Hexion to Exercise Right to Extend Merger Agreement
THE WOODLANDS, TX – Huntsman Corporation (“Huntsman”) announced today that it has received notice from Hexion Specialty Chemicals, Inc. (”Hexion”) that Hexion will exercise its right under Section 7.1(b)(ii) of the Agreement and Plan of Merger dated July 12, 2007 (“Merger Agreement”) to extend the Termination Date by 90 days from April 5th to July 4th, 2008.

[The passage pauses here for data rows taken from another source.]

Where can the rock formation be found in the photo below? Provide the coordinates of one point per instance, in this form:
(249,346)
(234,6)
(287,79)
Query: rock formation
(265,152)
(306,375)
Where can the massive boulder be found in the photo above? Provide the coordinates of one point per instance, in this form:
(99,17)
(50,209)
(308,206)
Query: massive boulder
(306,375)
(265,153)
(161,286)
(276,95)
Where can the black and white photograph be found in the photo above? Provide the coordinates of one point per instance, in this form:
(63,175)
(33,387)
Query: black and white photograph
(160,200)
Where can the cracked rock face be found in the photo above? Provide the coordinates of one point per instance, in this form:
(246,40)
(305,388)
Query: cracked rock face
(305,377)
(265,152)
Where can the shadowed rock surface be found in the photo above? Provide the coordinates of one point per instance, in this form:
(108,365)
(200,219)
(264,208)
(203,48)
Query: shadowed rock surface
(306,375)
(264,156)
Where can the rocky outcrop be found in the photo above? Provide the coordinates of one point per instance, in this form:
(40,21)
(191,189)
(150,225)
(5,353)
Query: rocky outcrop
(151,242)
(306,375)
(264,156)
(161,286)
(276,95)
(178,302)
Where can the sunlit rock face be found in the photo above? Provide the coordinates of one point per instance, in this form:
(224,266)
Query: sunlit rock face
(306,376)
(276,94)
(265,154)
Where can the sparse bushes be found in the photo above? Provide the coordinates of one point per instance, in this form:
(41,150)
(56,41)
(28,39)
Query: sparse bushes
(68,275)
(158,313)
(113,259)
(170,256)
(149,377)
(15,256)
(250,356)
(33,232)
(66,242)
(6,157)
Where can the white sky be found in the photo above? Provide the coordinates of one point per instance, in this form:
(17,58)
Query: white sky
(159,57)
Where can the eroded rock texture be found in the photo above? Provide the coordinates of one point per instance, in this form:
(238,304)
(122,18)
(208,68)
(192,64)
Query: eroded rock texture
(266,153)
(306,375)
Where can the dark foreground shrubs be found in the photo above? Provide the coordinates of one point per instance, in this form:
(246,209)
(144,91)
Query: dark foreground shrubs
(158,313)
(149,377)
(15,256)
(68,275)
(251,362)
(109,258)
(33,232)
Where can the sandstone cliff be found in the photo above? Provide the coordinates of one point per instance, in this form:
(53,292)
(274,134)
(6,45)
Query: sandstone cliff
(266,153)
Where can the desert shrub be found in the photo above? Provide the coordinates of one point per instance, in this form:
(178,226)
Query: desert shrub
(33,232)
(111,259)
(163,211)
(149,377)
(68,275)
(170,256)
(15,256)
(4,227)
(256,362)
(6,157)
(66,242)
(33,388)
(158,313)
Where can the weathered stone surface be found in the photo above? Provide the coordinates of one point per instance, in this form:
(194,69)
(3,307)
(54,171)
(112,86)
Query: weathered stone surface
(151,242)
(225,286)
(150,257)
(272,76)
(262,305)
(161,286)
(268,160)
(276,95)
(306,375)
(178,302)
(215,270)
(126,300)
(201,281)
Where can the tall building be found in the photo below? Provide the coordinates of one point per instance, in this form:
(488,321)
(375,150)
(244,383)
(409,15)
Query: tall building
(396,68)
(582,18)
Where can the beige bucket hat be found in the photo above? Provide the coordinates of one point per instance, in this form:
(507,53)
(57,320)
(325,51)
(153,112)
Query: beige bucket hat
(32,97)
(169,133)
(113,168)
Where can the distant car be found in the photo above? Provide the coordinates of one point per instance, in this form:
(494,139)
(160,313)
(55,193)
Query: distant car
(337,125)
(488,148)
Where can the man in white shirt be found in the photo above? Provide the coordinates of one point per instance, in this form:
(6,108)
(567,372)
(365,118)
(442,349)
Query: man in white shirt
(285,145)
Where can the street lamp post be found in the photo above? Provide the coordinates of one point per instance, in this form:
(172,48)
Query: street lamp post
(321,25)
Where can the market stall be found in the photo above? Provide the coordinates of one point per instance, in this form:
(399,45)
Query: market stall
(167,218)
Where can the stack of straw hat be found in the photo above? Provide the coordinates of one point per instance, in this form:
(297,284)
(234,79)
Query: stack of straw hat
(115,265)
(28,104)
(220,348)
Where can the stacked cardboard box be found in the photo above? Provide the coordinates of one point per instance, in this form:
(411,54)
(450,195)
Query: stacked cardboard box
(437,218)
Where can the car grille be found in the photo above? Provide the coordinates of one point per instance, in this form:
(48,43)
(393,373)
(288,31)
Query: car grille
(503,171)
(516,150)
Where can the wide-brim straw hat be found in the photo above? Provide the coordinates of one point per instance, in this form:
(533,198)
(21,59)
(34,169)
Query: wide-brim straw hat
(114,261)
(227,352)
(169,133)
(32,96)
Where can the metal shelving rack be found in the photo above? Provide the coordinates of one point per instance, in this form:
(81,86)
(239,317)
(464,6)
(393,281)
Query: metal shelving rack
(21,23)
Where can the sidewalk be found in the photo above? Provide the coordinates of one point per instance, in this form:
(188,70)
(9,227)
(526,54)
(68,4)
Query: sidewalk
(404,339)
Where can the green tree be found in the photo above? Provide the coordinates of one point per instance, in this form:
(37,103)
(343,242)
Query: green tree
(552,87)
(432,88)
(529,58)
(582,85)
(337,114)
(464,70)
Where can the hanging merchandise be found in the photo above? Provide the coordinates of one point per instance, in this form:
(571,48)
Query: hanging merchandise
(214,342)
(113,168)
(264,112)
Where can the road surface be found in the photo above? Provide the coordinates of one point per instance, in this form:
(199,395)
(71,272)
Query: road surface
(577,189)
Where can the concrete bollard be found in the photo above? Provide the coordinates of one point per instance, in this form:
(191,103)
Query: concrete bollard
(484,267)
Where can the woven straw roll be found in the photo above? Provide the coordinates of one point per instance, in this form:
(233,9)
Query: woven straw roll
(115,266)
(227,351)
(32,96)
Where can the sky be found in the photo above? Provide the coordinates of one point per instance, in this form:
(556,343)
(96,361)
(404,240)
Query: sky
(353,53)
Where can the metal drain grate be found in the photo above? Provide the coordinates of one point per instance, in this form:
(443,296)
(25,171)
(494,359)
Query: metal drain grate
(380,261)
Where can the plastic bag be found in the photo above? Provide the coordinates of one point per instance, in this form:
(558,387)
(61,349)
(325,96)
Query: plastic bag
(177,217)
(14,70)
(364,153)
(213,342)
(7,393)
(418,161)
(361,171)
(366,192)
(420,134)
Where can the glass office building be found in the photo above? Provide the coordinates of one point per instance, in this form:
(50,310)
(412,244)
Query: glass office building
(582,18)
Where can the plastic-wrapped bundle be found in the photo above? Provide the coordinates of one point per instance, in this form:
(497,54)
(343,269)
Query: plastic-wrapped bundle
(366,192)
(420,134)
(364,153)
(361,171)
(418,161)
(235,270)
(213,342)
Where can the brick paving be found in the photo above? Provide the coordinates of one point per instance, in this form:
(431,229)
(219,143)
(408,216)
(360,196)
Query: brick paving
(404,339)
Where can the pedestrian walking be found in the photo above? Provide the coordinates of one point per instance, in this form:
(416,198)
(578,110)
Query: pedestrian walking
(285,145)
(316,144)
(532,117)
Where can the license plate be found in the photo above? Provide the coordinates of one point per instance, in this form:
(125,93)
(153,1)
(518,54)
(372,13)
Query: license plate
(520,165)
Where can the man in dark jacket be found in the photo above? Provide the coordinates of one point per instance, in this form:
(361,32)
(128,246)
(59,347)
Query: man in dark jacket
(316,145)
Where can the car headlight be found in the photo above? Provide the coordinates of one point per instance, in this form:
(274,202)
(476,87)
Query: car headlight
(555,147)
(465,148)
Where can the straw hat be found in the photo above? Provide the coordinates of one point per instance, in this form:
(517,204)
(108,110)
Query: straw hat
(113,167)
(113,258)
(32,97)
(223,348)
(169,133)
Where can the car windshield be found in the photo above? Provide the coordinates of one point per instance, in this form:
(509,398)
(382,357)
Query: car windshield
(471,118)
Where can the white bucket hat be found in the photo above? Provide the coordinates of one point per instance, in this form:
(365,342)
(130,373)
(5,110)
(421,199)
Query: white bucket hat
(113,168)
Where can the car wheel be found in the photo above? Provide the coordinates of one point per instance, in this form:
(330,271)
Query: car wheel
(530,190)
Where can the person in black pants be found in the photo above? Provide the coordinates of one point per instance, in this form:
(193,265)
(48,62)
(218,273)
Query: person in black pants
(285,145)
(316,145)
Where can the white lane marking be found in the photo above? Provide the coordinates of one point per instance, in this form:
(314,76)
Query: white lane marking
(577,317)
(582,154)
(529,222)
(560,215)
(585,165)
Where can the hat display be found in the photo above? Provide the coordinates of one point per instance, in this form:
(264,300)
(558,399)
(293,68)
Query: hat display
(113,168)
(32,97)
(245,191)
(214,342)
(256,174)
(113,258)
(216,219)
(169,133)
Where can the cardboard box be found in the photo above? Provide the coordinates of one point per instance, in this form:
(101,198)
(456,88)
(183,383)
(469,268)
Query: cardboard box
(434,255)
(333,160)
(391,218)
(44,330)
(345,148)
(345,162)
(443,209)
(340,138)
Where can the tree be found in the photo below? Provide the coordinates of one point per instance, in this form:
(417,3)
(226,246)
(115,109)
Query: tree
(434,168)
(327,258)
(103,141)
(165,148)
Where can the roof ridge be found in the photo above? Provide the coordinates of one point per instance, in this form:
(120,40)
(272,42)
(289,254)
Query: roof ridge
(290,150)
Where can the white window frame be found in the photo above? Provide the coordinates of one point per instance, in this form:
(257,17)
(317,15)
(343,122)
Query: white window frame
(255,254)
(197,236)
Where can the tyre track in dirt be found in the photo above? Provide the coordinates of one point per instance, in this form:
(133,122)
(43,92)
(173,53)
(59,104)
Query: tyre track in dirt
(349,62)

Huntsman and Hexion had previously announced on October 4, 2007, that each had received a request for additional information (commonly known as a “second request”) from the Federal Trade Commission (the “FTC”) under the Hart-Scott-Rodino Antitrust Improvements Act of 1976, as amended (the “HSR Act”). Huntsman and Hexion have agreed with the FTC to allow the FTC additional time to review the merger, such that the merger is not expected to close before May 3, 2008. Huntsman and Hexion also continue to work closely with regulatory agencies in other jurisdictions, including the European Union.
Peter Huntsman, President and CEO, noted, “This extension was clearly contemplated by the terms of the merger agreement that we entered into with Hexion last July. We continue to work diligently with Hexion and its advisors to secure the regulatory approvals that are necessary to close the transaction.”
Under the terms of the Merger Agreement, the $28.00 per common share cash price to be paid by Hexion upon any completion of the merger that occurs after April 5, 2008 will be increased at the rate of 8% per annum (inclusive of any dividends paid) beginning on April 5, 2008.